Asra Panahi si sarebbe rifiutata con alcune compagne di classe di cantare un inno-lode dedicato all’Ayatollah Ali Khamenei, la guida suprema della Repubblica Islamica dell’Iran. E per questo sarebbe stata picchiata, insieme con le altre studentesse, pestata fino alla morte in ospedale. La vicenda della 16enne che frequentava il liceo femminile Shahed ad Ardabil, la città capoluogo della Provincia omonima nell’Iran nord-occidentale, è stata riportata dal Consiglio di coordinamento delle associazioni di categoria degli insegnanti iraniani.

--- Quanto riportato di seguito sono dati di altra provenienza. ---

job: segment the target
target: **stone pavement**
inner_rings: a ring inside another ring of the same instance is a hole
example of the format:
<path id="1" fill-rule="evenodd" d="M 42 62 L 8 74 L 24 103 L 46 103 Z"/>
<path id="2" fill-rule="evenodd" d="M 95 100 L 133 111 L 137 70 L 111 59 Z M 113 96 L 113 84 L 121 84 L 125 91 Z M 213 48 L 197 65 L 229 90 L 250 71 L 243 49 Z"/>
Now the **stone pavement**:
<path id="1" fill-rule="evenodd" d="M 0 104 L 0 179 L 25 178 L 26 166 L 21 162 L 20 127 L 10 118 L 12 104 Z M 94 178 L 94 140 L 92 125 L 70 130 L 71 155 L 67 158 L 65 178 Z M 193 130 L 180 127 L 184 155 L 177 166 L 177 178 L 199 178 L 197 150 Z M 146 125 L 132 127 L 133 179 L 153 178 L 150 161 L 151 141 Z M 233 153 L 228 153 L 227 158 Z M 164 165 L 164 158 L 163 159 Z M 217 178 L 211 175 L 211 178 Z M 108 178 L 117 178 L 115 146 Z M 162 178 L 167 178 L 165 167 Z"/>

E arriva in un momento delicato per un Paese attraversato da proteste spesso sfociate in una repressione violenta. Da metà settembre si manifesta per la morte di Masha Amini, la 22enne morta in circostanze da chiarire mentre era in stato di fermo, arrestata dalla polizia morale in un parco di Teheran perché non indossava correttamente il velo, l’hijab, obbligatorio per le femmine a partire dai sette anni. Le proteste sono esplose nel Kurdistan iracheno, Regione d’origine della giovane, e si sono estese a tutto il Paese. Le autorità hanno detto, con tanto di autopsia ufficiale, che la ragazza è morta a causa di un tragico e fatale malore. La famiglia ha denunciato violenze.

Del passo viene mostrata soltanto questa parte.